Per promuovere un modello di trasporti realmente sostenibile occorrerebbe anzitutto:

  • un programma immediato di investimenti straordinari per rafforzare le reti di trasporto pubblico, con preferenza per i veicoli elettrici e su rotaia in riferimento sia alle reti urbane sia alle reti extraurbane per gli spostamenti pendolari, contribuendo così a ridurre smog, rumore, ingorghi e ritardi, degrado territoriale;
  • Investire, dal punto di vista della politica industriale, sull’ampliamento del parco autobus elettrico e della disponibilità di vetture ferroviarie e tramviarie;
  • Implementare una vasta rete per la ciclabilità urbana ed extraurbana, come risposta alle esigenze di trasporto urbano e alla domanda di turismo “dolce”;
  • Istituire aree verdi e isole pedonali, asservire la segnaletica alla priorità del trasporto pubblico, riservare ad esso intere strade, immettere dissuasori efficaci per ridurre e per disincentivare l’uso di vetture private nei centri urbani;
  • Investire nella multimodalità, prevedendo l’integrazione e l’interconnessione tra diversi sistemi di mobilità sostenibile, e tra i sistemi urbani e metropolitani del trasporto pubblico;
  • promuovere sistemi di uso condiviso, come bike sharing e car sharing elettrico.

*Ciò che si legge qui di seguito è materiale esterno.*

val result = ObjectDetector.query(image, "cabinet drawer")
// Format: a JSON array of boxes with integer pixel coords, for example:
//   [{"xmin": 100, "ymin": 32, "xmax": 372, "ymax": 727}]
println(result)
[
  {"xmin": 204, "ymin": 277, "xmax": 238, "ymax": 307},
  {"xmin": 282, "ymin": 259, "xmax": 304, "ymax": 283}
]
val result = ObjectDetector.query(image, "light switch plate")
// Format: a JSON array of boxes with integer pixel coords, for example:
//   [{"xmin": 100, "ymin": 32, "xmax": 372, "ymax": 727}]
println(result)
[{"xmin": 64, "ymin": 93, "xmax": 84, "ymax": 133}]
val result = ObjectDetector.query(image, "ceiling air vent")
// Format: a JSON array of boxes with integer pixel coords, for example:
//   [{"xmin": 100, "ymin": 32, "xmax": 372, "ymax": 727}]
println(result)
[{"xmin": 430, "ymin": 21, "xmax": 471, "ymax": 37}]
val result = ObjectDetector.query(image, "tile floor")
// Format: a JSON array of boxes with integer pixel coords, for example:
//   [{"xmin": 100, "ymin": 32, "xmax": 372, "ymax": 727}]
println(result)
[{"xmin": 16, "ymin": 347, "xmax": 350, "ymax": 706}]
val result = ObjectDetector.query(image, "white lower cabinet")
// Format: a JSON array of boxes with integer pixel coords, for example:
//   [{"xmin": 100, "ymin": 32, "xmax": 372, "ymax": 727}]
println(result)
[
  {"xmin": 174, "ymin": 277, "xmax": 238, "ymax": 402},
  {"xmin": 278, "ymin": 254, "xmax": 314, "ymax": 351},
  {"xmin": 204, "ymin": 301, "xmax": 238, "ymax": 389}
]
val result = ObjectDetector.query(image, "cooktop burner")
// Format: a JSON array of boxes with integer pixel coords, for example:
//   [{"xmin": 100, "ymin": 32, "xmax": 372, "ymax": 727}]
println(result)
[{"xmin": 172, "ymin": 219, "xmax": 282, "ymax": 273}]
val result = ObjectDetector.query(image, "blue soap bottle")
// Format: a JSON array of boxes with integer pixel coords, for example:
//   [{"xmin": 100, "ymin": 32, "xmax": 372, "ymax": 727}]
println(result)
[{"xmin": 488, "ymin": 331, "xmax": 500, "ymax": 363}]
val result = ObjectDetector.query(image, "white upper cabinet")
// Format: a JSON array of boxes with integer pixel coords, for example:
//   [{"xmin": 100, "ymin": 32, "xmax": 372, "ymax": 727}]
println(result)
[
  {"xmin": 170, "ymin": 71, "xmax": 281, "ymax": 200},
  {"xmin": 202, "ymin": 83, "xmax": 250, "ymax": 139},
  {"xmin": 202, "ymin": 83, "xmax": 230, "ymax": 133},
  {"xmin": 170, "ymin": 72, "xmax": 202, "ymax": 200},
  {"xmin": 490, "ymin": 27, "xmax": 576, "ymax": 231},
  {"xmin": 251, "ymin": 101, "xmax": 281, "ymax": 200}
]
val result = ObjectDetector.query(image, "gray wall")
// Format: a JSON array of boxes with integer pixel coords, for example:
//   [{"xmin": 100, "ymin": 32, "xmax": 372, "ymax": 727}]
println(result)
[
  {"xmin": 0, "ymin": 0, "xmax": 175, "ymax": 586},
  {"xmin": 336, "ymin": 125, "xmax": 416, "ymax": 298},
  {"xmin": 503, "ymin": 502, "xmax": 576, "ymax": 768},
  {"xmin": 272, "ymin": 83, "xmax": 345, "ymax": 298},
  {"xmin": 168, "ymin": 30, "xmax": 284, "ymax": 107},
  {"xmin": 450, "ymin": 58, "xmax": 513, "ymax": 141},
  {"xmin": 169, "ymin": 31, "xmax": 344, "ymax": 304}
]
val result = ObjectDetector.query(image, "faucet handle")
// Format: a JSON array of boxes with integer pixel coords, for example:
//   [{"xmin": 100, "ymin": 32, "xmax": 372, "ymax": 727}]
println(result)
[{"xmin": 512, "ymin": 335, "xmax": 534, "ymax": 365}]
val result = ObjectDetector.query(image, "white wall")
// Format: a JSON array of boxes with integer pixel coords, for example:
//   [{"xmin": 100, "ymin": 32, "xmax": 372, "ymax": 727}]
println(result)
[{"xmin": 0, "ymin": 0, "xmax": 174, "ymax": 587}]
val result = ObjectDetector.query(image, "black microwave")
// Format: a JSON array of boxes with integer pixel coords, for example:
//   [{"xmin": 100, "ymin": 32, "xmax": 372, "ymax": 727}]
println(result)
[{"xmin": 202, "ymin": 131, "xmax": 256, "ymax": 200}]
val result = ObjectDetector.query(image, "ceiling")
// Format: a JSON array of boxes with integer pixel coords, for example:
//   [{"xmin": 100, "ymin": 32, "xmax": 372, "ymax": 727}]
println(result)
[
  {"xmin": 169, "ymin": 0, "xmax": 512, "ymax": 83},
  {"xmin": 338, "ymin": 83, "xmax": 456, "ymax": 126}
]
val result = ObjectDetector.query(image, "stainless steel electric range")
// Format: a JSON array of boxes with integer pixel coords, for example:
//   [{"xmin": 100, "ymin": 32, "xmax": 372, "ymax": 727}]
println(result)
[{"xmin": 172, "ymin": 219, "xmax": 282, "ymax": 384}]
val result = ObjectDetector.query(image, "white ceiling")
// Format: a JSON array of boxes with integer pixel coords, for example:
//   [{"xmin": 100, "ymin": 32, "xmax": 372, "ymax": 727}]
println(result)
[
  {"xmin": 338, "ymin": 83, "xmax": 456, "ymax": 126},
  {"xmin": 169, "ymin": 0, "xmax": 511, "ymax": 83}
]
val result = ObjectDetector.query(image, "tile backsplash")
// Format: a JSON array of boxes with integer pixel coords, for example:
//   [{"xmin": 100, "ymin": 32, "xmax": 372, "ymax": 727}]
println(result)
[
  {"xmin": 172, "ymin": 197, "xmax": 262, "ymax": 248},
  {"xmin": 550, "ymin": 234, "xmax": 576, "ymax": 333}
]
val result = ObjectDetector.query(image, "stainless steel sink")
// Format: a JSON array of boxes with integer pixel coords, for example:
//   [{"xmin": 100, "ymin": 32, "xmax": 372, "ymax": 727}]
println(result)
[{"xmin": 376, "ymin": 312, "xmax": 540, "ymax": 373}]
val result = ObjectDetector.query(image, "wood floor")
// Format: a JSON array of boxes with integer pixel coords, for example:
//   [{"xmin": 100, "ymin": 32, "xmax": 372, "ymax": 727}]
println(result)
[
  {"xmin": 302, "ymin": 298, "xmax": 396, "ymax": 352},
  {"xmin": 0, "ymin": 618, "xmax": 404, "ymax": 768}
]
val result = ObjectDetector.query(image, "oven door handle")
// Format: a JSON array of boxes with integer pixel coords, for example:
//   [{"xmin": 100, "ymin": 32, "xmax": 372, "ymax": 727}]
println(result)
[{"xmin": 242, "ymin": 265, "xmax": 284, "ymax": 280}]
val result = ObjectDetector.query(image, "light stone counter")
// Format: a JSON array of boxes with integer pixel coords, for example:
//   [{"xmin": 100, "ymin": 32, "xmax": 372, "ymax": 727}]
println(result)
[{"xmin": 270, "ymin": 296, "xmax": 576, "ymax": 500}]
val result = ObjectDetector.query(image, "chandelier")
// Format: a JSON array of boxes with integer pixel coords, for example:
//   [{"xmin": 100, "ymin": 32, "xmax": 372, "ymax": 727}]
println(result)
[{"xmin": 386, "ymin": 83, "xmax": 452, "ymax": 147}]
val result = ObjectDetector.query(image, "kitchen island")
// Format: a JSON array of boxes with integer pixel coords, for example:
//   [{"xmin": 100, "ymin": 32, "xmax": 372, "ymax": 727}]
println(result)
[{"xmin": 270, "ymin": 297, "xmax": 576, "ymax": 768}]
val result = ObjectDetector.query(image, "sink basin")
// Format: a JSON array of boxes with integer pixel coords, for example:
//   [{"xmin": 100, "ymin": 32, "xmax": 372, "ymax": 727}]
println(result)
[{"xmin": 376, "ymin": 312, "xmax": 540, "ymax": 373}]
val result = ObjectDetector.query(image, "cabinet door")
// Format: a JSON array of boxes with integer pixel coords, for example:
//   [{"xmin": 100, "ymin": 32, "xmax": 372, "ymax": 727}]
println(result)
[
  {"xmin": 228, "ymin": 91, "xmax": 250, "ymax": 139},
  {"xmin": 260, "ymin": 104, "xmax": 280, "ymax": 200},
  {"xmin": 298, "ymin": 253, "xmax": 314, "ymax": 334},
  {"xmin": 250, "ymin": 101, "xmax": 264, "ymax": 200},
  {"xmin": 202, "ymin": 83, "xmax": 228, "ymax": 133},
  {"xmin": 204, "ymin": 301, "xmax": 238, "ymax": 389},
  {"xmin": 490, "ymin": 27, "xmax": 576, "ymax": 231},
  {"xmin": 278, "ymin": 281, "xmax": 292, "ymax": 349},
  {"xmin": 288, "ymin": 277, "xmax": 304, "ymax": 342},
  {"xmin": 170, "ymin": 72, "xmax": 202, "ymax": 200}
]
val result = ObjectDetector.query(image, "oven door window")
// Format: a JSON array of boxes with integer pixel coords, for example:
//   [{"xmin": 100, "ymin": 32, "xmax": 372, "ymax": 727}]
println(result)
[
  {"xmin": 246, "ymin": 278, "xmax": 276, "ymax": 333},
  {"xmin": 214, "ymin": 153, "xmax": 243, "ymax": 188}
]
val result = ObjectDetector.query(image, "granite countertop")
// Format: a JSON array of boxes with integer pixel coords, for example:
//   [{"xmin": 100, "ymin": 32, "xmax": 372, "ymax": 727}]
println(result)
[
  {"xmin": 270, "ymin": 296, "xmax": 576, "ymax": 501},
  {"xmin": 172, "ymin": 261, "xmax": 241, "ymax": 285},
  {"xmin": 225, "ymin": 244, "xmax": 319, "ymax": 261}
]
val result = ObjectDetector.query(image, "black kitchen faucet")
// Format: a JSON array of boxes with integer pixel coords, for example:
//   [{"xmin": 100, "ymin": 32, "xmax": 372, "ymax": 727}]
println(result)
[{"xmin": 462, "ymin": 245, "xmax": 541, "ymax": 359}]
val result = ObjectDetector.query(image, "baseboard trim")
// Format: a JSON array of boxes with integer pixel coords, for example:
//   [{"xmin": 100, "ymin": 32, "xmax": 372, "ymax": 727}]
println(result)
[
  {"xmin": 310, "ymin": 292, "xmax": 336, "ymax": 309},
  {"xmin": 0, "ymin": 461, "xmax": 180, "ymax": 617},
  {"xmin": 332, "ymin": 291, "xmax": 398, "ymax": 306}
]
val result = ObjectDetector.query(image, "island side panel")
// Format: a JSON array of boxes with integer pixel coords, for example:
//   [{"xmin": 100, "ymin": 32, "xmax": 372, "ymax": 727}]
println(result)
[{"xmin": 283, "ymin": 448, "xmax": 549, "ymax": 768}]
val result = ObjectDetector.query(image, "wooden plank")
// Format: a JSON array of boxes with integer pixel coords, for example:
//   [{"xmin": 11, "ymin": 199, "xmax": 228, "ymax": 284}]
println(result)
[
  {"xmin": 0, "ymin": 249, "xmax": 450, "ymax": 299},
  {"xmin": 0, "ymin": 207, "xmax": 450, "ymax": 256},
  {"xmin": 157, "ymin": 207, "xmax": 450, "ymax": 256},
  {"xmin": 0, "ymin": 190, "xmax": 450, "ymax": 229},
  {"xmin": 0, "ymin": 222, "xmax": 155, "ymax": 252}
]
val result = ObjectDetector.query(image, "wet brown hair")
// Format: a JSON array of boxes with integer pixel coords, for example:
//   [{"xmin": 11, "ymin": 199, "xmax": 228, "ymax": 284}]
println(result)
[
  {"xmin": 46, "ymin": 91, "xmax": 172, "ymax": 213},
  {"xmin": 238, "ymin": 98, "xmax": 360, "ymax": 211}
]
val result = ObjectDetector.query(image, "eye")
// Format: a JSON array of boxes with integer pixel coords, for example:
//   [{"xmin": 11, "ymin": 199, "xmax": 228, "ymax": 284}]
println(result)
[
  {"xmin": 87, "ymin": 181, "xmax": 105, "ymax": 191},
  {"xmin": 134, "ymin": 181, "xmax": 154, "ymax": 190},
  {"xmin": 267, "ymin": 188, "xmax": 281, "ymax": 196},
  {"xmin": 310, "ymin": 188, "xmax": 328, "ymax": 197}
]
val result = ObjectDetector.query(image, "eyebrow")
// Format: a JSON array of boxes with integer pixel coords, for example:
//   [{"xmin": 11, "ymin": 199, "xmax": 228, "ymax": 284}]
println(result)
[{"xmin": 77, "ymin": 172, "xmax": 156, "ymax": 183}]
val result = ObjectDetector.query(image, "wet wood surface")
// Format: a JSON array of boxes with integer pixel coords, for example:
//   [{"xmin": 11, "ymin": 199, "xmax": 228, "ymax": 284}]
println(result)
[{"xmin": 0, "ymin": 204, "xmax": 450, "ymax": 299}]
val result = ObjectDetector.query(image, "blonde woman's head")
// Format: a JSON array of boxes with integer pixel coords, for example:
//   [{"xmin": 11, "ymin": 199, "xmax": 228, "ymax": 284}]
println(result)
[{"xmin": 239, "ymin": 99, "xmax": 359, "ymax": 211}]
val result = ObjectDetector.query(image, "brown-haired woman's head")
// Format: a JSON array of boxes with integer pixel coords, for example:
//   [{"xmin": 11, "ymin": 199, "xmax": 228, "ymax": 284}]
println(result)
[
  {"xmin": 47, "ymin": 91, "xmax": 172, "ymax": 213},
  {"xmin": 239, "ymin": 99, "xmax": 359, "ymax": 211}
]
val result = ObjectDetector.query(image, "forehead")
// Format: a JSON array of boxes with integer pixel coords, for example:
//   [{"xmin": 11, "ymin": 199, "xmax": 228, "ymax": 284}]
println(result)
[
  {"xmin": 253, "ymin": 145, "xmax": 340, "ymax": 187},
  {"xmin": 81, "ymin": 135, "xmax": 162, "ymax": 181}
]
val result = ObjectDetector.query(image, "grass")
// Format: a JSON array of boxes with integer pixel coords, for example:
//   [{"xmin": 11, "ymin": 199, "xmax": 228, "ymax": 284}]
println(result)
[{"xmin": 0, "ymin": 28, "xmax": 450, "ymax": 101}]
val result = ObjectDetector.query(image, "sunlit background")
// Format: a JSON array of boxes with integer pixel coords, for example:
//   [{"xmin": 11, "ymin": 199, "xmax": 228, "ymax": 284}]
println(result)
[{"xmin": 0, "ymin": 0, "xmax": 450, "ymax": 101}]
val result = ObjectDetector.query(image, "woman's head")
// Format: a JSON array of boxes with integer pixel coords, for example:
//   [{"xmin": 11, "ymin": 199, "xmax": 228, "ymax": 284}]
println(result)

  • Spostare il traffico merci su ferro ed evitare la costruzione di nuove strade a larga percorrenza e, in generale le cosiddette grandi opere infrastrutturali;
  • Ridurre la mortalità da smog con sistemi di monitoraggio della qualità dell’aria nelle zone con sorgenti significative (autostrade/tangenziali). Particolare attenzione agli inquinanti non rivelati come le particelle ultrafini (0.1µm) e, come indicato dal Parlamento Europeo, riducendo del 65% le emissioni di ossidi di N e di particolato sottile (<2.5µ) su tutti i territori e del 50% nelle aree ad alto inquinamento, del 75% (NO2) e del 60% (particolato);
  • Organizzare il servizio taxi come effettiva componente del servizio pubblico, sull’esempio del taxi plus finlandese o l’efficiente sistema informale di trasporto collettivo di persone e beni presente in molti paesi asiatici, africani e latinoamericani;
  • Programmare i sistemi di trasporto in stretta connessione con le politiche urbanistiche e territoriali.